Populisme Pierre Rosanvallon : « Une grande détresse démocratique ». « Le risque, c’est le national-catholicisme ». Entretien avec Andrea Riccardi
Nouveau volet de notre enquête sur le populisme : pour Pierre Rosanvallon, le phénomène traduit les profonds dysfonctionnements de nos systèmes politiques. “Nous sommes à la recherche d’une démocratie postélectorale”, estime l’historien des idées
Depuis l’élection de Donald Trump, la notion de « populisme » a connu une brutale explosion de popularité. Est-ce un simple effet de mode? Si le populisme est à l’ordre du jour, c’est parce que la démocratie ne tient pas ses promesses. La classe politique s’est coupée de la société. Elle a pris le visage d’une partitocratie ou d’une oligarchie gouvernante, et les citoyens ont le sentiment de ne plus être écoutés, et encore moins représentés, d’être délaissés en matière économique et sociale. L’actualité du populisme, c’est l’actualité d’une fatigue démocratique, c’est l’ombre noire des dysfonctionnements démocratiques.

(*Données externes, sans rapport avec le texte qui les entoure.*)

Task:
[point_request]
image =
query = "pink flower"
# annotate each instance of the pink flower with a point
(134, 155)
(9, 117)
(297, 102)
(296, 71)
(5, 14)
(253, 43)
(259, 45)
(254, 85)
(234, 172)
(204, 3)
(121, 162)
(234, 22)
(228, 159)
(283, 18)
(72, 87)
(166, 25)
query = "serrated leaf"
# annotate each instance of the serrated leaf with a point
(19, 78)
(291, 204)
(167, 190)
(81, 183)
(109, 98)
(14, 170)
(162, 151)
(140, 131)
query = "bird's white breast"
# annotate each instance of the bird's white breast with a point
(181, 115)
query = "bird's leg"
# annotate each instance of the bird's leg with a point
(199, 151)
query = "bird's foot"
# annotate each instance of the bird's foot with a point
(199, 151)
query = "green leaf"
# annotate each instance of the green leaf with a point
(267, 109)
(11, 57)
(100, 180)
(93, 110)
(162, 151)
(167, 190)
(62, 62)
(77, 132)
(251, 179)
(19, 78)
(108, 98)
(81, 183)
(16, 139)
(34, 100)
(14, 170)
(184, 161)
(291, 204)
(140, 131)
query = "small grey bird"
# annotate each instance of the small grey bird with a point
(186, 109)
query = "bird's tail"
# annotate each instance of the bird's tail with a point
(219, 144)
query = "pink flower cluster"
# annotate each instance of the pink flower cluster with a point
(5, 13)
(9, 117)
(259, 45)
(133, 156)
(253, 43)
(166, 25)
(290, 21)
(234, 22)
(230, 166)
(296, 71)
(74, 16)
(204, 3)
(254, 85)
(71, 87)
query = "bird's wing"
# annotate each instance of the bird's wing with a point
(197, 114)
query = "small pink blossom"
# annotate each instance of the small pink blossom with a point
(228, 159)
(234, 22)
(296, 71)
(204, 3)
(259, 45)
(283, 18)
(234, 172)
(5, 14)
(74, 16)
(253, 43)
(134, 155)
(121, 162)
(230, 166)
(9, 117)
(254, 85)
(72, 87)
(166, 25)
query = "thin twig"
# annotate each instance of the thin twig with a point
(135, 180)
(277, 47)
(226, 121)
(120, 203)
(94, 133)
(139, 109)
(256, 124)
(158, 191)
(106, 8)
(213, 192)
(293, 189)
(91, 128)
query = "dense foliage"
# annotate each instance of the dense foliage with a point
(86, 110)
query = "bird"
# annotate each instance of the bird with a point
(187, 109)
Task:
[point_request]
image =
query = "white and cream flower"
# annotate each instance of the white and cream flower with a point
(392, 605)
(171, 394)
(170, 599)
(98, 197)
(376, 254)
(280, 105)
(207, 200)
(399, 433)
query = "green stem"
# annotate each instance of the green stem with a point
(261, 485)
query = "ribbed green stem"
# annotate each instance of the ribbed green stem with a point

On dénonce avec véhémence le populisme, mais sa définition est très floue. Comment le définissez-vous? Je distingue trois usages différents de la catégorie « populisme ». Elle peut désigner un style politique, une rhétorique politique ou un régime politique. Parler d’un style populiste renvoie à un comportement démagogique, à des promesses irréalisables. Par ailleurs, la dénonciation du style populiste voisine souvent, en filigrane, avec la vision méprisante d’un peuple-populace irrationnel et malléable. En cela, le populisme comme style est une notion problématique, plus polémique que descriptive, utilisée pour disqualifier un camp, une personne ou une population. Finalement, cette définition apparaît comme floue et très pauvre. Votre deuxième niveau est celui de la rhétorique… Là, je crois qu’on peut parler de façon rigoureuse du populisme. La rhétorique populiste se caractérise par sa façon d’apporter une réponse discutable et dangereuse à une question légitime : celle de l’insatisfaction démocratique. Cette réponse est dangereuse parce qu’elle procède de plusieurs simplifications. Tout d’abord, les groupes sociaux sont réduits aux seules figures du « peuple » et des « élites » (définies de façon très floue), les multiples divisions sociales étant de fait niées pour exalter un peuple conçu comme un bloc homogène. Cette conception ouvre la prétention du leader populiste à représenter à lui seul le peuple tout entier, à l’incarner.Un autre élément de la rhétorique populiste consiste à simplifier l’exercice de la souveraineté du peuple. Carl Schmitt parlait de la « démocratie d’acclamation » : c’est un type de démocratie directe et immédiate qui s’épargne le filtre des institutions démocratiques complexes et préfère l’acclamation du chef et le recours au référendum, par opposition à ce que j’appelle pour ma part la « démocratie d’exercice », qui suppose au contraire la démultiplication des formes de souveraineté.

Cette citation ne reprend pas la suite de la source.